En ce début d’année 2026, plusieurs réformes et ajustements entrent en vigueur et sont susceptibles d’impacter les actifs, les employeurs, les organismes de formation et les personnes en reconversion.
Voici les points clés à retenir :
1. Revalorisation du SMIC et paramètres sociaux
Comme chaque année, le SMIC augmente au 1er janvier 2026. Le salaire horaire brut sera de 12,02 €, ce qui correspond à 1 823,03 € brut par mois pour un temps plein, soit 1 443,11 € net. Le plafond de la Sécurité sociale est également relevé.
Des évolutions sur les cotisations sociales (assurance vieillesse, AT-MP) et les grilles de cotisation patronales sont également mises en place.
2. Reconversion professionnelle et sécurisation des parcours
Nouveau contrat de reconversion professionnelle
Un type de CDD spécifique à la reconversion professionnelle est intégré au Code du travail pour faciliter la mobilité et la reconversion des salariés, notamment les seniors ou ceux en évolution de carrière.
Le dispositif Pro-A (reconversion/promotion par alternance) est supprimé au profit de ce nouveau cadre entrant en vigueur en 2026.
3. Aides à l’embauche d’apprentis et apprentissage
À partir du 1er janvier 2026, l’aide exceptionnelle à l’embauche d’apprentis est recadrée :
- réservée aux entreprises de moins de 250 salariés,
- limitée aux apprentis préparant une certification jusqu’au niveau Bac.
Le montant reste à 5 000 € pour la première année (6 000 € si l’apprenti est en situation de handicap).

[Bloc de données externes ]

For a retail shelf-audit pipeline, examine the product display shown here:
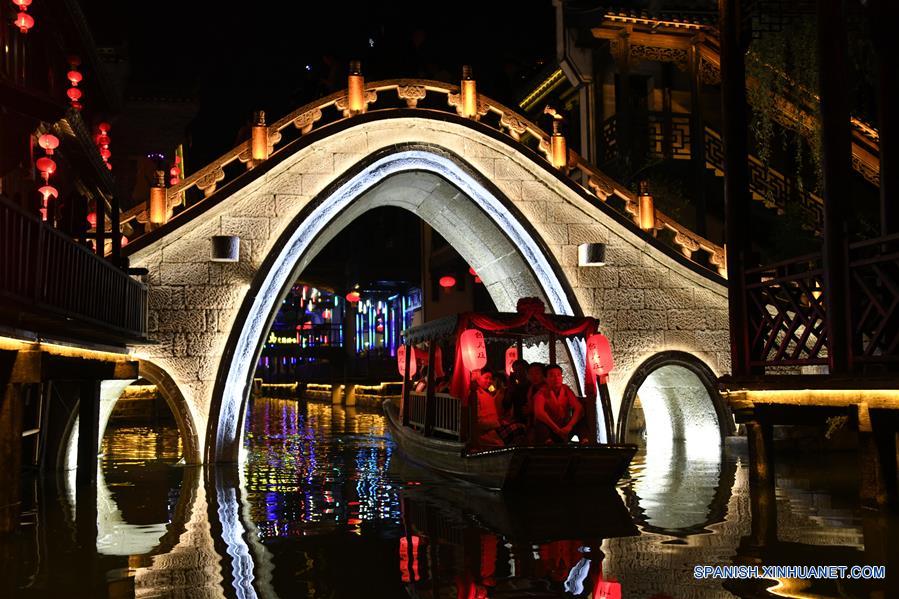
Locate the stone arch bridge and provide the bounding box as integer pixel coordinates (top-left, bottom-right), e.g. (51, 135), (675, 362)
(114, 81), (733, 461)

4. Formation professionnelle et financement
Le débat autour du maintien de l’éligibilité du bilan de compétences au CPF est engagé dans le cadre du projet de loi de finances 2026. Certaines propositions visent à instaurer un plafond ou ajuster sa prise en charge. Assemblée Nationale
📌 Même si rien n’est définitivement voté au moment de la publication, cette question mérite une veille active pour les acteurs de la formation et les bénéficiaires.
5. Indemnités employeurs et dispositifs complémentaires
Le taux de la contribution patronale relative aux indemnités de rupture conventionnelle et de mise à la retraite est rehaussé de 30 à 40% pour les ruptures intervenant à compter du 1er janvier 2026.
Le niveau de l’exonération applicable aux bénéficiaires de l’aide à la création et à la reprise d’entreprise (ACRE) est réduit à 25 % des cotisations sociales éligibles. Cette évolution s’applique aux nouveaux bénéficiaires déclarant au réel à compter du 1er janvier 2026.
En résumé, 2026 apporte de nombreuses réformes, mais l’instabilité gouvernementale crée une forte incertitude : budget, financements et décisions clés restent en suspens.
Tous les acteurs – employeurs, salariés et organismes – doivent rester vigilants et prêts à s’adapter rapidement.